Usucapião especial familiar – ART. 1.240-A CC
Art. 1.240-A. Aquele que exercer, por 2 (dois) anos ininterruptamente e sem oposição, posse direta, com exclusividade, sobre imóvel urbano de até 250m² (duzentos e cinquenta metros quadrados) cuja propriedade dívida com ex-cônjuge ou ex-companheiro que abandonou o lar, utilizando-o para sua moradia ou de sua família, adquirir-lhe-á o domínio integral, desde que não seja proprietário de outro imóvel urbano ou rural.
O direito previsto no caput não será reconhecido ao mesmo possuidor mais de uma vez.
Essa modalidade é específica para possuidores que vivem em um imóvel de até 250m², que até então era dividido com ex-cônjuge ou ex-companheiro que tenha abandonado o lar.
O prazo necessário é que exerça a posse ininterrupta e sem oposição por 02 anos.

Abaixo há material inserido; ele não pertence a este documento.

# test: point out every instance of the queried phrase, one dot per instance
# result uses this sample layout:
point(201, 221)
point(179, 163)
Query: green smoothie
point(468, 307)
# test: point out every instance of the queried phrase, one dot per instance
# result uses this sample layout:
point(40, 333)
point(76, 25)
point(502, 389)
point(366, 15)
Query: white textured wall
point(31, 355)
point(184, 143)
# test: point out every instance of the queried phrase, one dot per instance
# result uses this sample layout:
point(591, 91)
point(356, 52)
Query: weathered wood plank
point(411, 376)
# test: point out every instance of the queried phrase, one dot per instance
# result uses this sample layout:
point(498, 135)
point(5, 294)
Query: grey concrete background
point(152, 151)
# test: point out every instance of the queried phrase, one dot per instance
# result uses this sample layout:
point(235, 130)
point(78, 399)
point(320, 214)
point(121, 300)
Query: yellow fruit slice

Observação: é necessário que seja caracterizado o abandono do lar!
Agora que você conhece um pouco mais sobre essa forma de adquirir uma propriedade, observe como realizar a solicitação.
Como devo solicitar a usucapião?
Conforme dito anteriormente, a usucapião é uma “ferramenta” para regularizar imóveis, guarde isso.
É possível realizar a solicitação pela via extrajudicial, ou seja, diretamente no cartório, no entanto, não é o suficiente para a resolução dos problemas relacionados à prática, pois é preciso que não haja nenhum litígio ou disputa, ter todos os documentos, no geral, apesar de parecer um procedimento “fácil”, não é, sendo imprescindível a presença de um advogado especialista para te auxiliar.
Desse modo, a via judicial torna-se a mais viável e que melhor se adequa para que haja a regularização do bem.
Assim, para dar entrada na ação de usucapião são necessários alguns documentos, tais como:
- Certidão de IPTU do imóvel, retirada no Registro de imóveis;
- Documentos pessoais;
- Documentos que comprovem quanto tempo você exerce a posse do imóvel, como por exemplo: contas de luz, água, correspondências;
- Com o auxílio de um advogado, para comprovar que a posse é mansa e pacífica, emitir certidões de que você nunca foi processado por estar na propriedade.
Entre outros que se adequarão ao caso concreto.
Conclusão
Em suma, para concluir a respeito do assunto de usucapião, vimos que é uma forma de regulamentar o imóvel, de estabelecer uma função social para a propriedade.
Devendo se atentar a posse sem interrupção e sem oposição, por um tempo determinado, com o devido preenchimento dos requisitos previstos na lei para cada modalidade.
Vale lembrar também que alguns prazos são passíveis de redução!